Rockefeller has been brought to safety after his home was cut down and taken to Manhattan.
On Tuesday, Nov. 17, Ravensbeard Wildlife Center, a donation-based nonprofit in Saugerties, N.Y. shared Rockefeller's unusual story on Facebook, which heavily resembles the plot of a fantastical children's book. According to People, the 75-foot Norway Spruce tree arrived in Manhattan from Oneonta, N.Y. on Saturday, Nov. 14, and shortly after, someone working to put it in place discovered a small owl trapped within the tree branches.
"I received a phone call from someone who asked if we take in owls for rehabilitation. I replied, 'yes we do,' there was silence for a moment and she said 'OK, I'll call back when my husband comes home, he’s got the baby owl in a box tucked in for the long ride,'" the center's post continued.
The owl was initially assumed to be a baby, but he was quickly identified as a Saw-whet owl, the smallest owl species in the U.S upon arriving to the wildlife center.
Although having his home chopped down was likely traumatizing for little Rockefeller, the center has confirmed he was relatively unscathed with no fractures. He's been administered plenty of fluids, as well as a plethora of mice to eat, so he's on the mend from the harrowing experience.
"It had been three days since he ate or drank anything," the center said. "So far so good, his eyes are bright and seems relatively in good condition with all he’s been through."
What will happen to little Rockefeller?
Because little Rockefeller has no longterm injuries, the sanctuary is planning to give him one last checkup in the near future, before he's released on Ravensbeard Wildlife center grounds, according to CNN. Transportation, the center said, would be "more traumatic" for him than just releasing him locally. Until then, though, center is primarily focusing on giving him the sustenance he needs to return to the wild for the winter, and ultimately, the long run.

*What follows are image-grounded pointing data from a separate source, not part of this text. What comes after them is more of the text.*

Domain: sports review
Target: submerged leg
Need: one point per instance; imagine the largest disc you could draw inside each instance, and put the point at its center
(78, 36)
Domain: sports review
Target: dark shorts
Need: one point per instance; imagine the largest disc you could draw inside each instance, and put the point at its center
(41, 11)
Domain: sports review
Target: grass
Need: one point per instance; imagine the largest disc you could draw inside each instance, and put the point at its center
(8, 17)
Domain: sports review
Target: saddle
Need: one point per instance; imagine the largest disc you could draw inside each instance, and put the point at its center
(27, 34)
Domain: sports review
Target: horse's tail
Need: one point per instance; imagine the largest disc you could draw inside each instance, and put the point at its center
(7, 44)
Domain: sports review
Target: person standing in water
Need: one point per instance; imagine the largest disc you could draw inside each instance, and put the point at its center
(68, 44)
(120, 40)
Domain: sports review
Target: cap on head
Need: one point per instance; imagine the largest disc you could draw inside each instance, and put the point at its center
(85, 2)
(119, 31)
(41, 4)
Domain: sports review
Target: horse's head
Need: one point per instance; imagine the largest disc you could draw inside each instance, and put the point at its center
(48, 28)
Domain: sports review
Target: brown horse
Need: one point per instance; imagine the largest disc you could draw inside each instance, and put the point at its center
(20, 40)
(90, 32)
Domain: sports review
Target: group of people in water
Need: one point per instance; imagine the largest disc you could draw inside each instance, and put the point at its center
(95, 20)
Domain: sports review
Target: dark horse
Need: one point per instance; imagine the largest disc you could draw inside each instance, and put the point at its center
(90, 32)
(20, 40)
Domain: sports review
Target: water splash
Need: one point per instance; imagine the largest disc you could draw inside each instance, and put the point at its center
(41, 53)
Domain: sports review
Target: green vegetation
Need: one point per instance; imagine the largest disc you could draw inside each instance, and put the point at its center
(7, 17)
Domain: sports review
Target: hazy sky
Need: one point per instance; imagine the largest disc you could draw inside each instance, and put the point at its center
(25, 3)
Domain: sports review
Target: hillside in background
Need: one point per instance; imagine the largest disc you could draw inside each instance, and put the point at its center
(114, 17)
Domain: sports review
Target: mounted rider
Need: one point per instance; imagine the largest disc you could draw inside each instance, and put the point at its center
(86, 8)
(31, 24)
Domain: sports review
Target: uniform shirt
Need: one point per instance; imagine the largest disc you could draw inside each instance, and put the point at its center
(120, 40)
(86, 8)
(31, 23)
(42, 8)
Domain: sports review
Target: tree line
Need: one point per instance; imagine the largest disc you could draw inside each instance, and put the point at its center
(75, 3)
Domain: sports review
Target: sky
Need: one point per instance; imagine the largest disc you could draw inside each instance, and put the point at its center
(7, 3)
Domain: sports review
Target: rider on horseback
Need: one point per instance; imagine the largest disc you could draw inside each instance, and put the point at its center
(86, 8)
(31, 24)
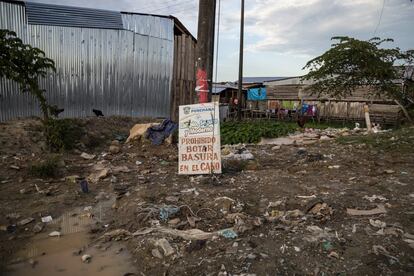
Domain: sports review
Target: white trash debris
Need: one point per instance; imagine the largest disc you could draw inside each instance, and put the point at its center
(86, 258)
(54, 234)
(87, 156)
(374, 198)
(47, 219)
(377, 223)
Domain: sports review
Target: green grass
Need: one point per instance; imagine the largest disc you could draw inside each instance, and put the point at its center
(253, 131)
(62, 134)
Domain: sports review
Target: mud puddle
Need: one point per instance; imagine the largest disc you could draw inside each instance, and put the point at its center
(46, 255)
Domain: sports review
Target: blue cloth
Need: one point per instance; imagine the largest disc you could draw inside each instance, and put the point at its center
(305, 108)
(256, 94)
(157, 134)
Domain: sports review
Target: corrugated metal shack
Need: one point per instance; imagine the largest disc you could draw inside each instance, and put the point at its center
(121, 63)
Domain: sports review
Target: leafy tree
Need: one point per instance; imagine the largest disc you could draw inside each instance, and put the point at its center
(24, 64)
(353, 63)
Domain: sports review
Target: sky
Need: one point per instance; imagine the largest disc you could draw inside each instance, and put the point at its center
(280, 35)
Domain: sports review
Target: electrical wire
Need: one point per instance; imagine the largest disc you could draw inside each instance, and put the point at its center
(380, 18)
(169, 6)
(218, 38)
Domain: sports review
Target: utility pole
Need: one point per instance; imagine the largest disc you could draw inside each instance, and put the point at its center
(240, 91)
(205, 49)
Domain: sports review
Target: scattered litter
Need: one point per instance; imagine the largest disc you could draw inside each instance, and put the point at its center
(327, 246)
(166, 212)
(225, 203)
(389, 171)
(114, 149)
(138, 131)
(25, 221)
(174, 222)
(374, 198)
(98, 175)
(376, 211)
(87, 156)
(228, 233)
(165, 246)
(306, 197)
(47, 219)
(156, 253)
(317, 234)
(54, 234)
(192, 234)
(354, 228)
(409, 236)
(378, 249)
(333, 254)
(38, 227)
(190, 190)
(72, 178)
(377, 223)
(86, 258)
(238, 154)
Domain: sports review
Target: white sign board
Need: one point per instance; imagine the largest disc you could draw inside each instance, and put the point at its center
(199, 139)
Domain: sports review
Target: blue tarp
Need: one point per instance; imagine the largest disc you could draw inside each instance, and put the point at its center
(256, 94)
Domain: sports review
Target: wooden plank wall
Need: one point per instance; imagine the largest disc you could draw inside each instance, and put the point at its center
(184, 81)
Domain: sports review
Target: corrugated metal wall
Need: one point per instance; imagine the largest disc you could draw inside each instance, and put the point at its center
(121, 72)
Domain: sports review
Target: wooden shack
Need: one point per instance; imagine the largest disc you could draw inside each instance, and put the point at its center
(383, 110)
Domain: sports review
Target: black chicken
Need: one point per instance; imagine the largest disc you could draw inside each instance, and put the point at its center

The Ravensbeard Wildlife Center has received an ample amount of attention for this amazing rescue, and since the center is a nonprofit and seeking out a permanent refuge location, you should definitely consider donating this holiday season. The Ravensbeard Wildlife Center has saved the lives of countless hawks, owls, hedgehogs, and more, and the center is looking to keep up the seriously incredible work.
Moral of the story? When you're chopping down your Christmas tree this holiday season, make sure there aren't any owls in the branches. And, like we said, help these incredible nonprofit wildlife centers in any way you can — they do amazing things!